Hi
I am recently doing Co-immunoprecipitation experiment. And I can always find two bands at 35kD and 40kD (I use rabbit polyclonal antibody as primary antibody of WB) which are strong enough and prevent me from checking whether my target Co-IP protein exist at 37kD. I used protein a/g plus agarose beads of Santa cruz (sc-2003). To find the reason, I boiled the beads in loading buffer (with dtt, beta ME, sds) directly after washing with PBS-triton-x. Strikingly, no matter what kind of primary rabbit polyclonal antibody I use, it always gives these two strong bands after WB. I searched online and find they would be protein A/G that come off after boiling. So I tried to elute my protein with loading buffer at RT, then I got supernatant, boiled then for western blot. However, these two bands still exist as strong as before! Now I think maybe I could try to elute with loading buffer without beta ME, dtt or I should try ph 2.5 glycine elution? Are they protein a/g and how do I eliminate them in CoIP experiment? You can see the files attached below, two red arrows point 43 and 34 kD respectively.
Hi there,
As you get the signal whatever the primary antibody, the problem seems linked to the reactivity of the secondary antibody. What are the dilutions? Do you saturate beads prior use? What is your WB protocol? I sounds weird to me that covalently conjuguated proteina/g would come off the beads and react in WB...

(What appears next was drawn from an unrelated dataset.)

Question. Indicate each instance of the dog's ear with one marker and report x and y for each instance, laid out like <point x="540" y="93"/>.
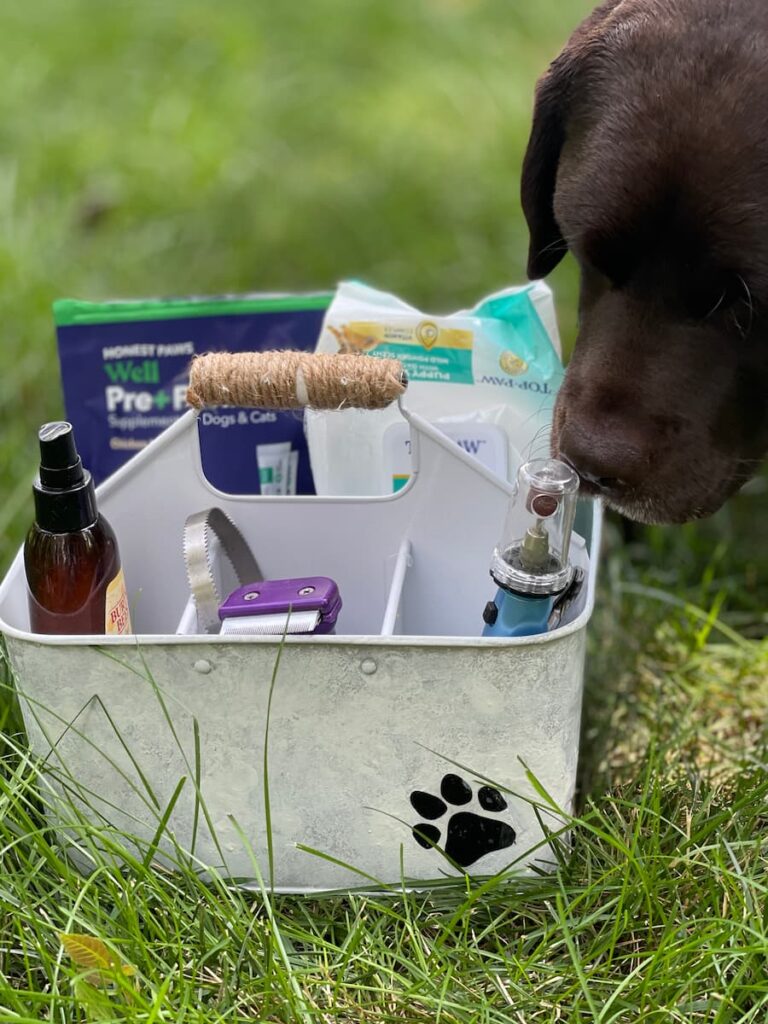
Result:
<point x="540" y="169"/>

Dilution of my secondary is at 1:10000 in 5%milk. Though protein a/g is covalently linked to agarose beads,possibly some reducing agent like dtt can destroy the bond? Actually I dont know what these two bands are. But I am sure that they come from beads. By the way I dont understand "saturate beads". Before coip. i just wash my beads three times with pbs-tritonx
Well, I have used protein a/g agarose for coIP without having any problem with boiling/reduction treatment. About saturation nevermind I've come to read that your product is pretreated with BSA to saturate non specific sites on the beads.